Why the Romans always the difficult word order were making?

Decimvs

Aedilis

  • Aedilis

Location:
Civitates Coniunctae
I know that the order of the words made sense to the ancients, but it seems so alien to me as a modern English speaker. I think the biggest stumbling block for me when translating Latin to English is trying to dissect the Latin sentences and get the words in an order that makes sense to me.

Is this the main problem for anyone else out there?
 

BadButBit

Member

Location:
Moncton
question your with laughter by me was met.

after a while you get used to looking for the verb at the end of the sentence while you're reading but I imagine it would take some getting used to if I were hearing someone speak it.
BadButBit
 

Nooj

Civis Illustris

  • Civis Illustris

Location:
Sydney, Australia
divinityofnumber dixit:
I know that the order of the words made sense to the ancients, but it seems so alien to me as a modern English speaker. I think the biggest stumbling block for me when translating Latin to English is trying to dissect the Latin sentences and get the words in an order that makes sense to me.

Is this the main problem for anyone else out there?
Don't try to dissect the Latin sentences into a discernible English order, because it won't work and that's now how the Romans read it. The Romans didn't read English.

This point was drilled into me by a professor called Dexter Hoyos, who's incidentally a preeminant Hannibal/Carthaginian historian, at a seminar all NSW high school students who take Latin have to go to. I'm going to type some of his 'rules' for reading Latin:

1. The Romans Didn't Know English (TRDKE)

therefore, word-order and word-group-order in Latin do not follow English patterns, except by accident.

2.

A. Don't try to find an English meaning for each separate Latin word, to see if accumulating the separate words in English gives the meaning of the sentence. This method thinks of a Latin sentence as actually Hidden English, and yet TRDKE.

B. Don't believe that a Latin sentence is simply equivalent to English words in a mixed-up order. TRDKE.
Read it from left to right, noting the endings but without translating the words, then by the end of the clause, having looked at all the endings, you can understand the relationships the words have with each other. I found by following these 'rules', I understood how the sentence works in the Roman order. Then I started translating it.

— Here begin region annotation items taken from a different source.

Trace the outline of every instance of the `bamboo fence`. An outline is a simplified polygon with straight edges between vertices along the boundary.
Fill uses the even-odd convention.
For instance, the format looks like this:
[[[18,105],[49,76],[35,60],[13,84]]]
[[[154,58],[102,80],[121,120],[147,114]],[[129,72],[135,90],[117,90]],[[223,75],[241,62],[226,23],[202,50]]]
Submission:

I used to think of Latin as like a puzzle, where my eyes went all over the place looking for the verb sometimes at the end of the sentence, but that technique failed me on so many occasions.
 
 

cinefactus

Censor

  • Censor

  • Patronus

Location:
litore aureo
I was reading some of his Dexter Hoyos' articles on Hannibal quite recently! I am jealous ;)

The more you read the easier it will get. Another thing you can do is, after you have finished translating a passage, read through it again. After a while you will not only understand it, but feel the intended rhetorical force of the sentence.

I think that the same applies to scansion. It is mathematically easier to mark it working from the end backwards, but that is not how the Romans read it. If you practise, you can usually figure out the scansion as you read normally.